Этой ночью дождь не хлынул. Погода вообще стояла на редкость приятная для этого времени года. Только комары досаждали, и Роману было скучно. Сначала он пробовал слоняться из угла в угол, считая всевозможные щели и дыры между рассохшимися досками. Потом пытался отломать щепу и, когда это ему наконец удалось, принялся бездумно водить ею по земле. Но раз за разом выходил один и тот же символ, являвшийся ему во снах на протяжении последних двух недель: змея, кусающая себя за хвост. Однако будучи вычерченной в пыли, она выглядела не такой соблазнительно-страшной как в его снах, где неизменно рождалась из багровой, почти чёрной крови. Но чем больше Роман водил щепой по земле, чем чаще пыльная змея заглатывала свой же хвост, тем явственнее проступал этот кошмар. Совсем скоро ему стало казаться, что рисует он уже своей кровью, сочащейся из вспоротых вен. Змея облизывалась, на доли мгновения показывая раздвоенный язык, и снова перетекала по кругу, едва слышно шурша чешуйчатой кожей. А Роман продолжал рисовать, не обращая внимания на то, как сводит пальцы, а сама щепа становится мокрой и стремительно чернеет от пропитывающей её крови и липнущей грязи.
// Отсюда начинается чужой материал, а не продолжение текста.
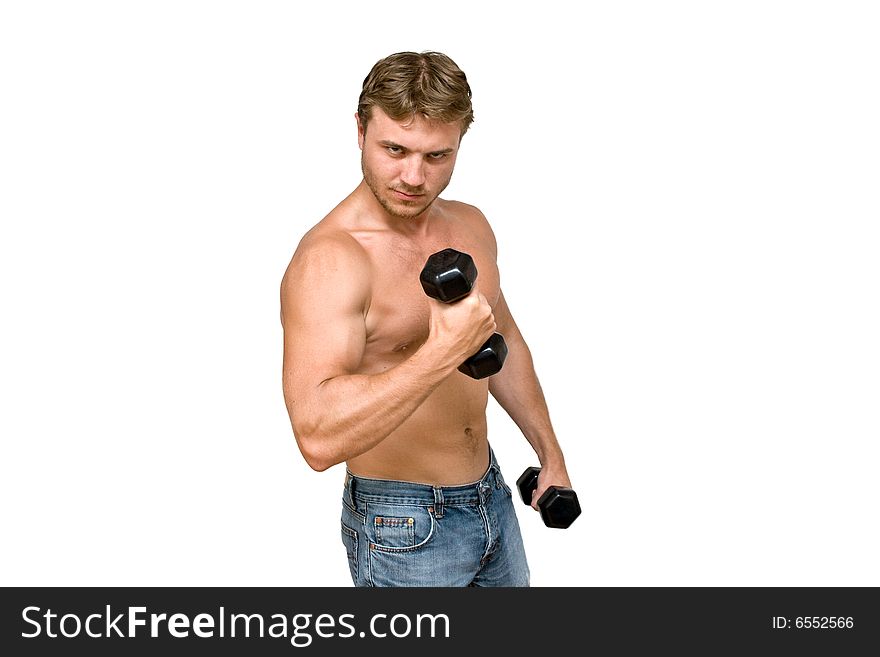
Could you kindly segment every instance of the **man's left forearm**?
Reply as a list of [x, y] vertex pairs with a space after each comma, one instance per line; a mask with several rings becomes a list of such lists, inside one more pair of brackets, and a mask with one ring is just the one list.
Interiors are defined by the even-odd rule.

Волчий вой, прорезавший тьму, заставил его одновременно и вздрогнуть всем телом и бросить своё занятие. В детстве Оливия часто рассказывала, как опасны и коварны бывают эти лесные твари, способные напасть в любой момент. Проверять на себе Роману совсем не хотелось. Распахнутая настежь дверь чуть слышно поскрипывала, терзаемая ночным ветром и, казалось, сам лес — тёмный и жадный — просился к нему на порог.
4
Искать долго Питера не пришлось. Он стоял буквально в двух шагах от сарая, словно только и ждал Романа. Глаза его смеялись, губы чуть подрагивали, будто он едва сдерживался, чтобы не рассмеяться. И это злило Годфри ещё больше. Стиснув кулаки, он пронёсся мимо цыгана, всем своим видом воплощая обиду. Питер не спеша двинулся следом.
— Куда идти хоть знаешь? — с деланным безразличием поинтересовался он. Роман остановился, гордо вскинув голову.
— Пошли уже, — Питер усмехнулся, — провожу.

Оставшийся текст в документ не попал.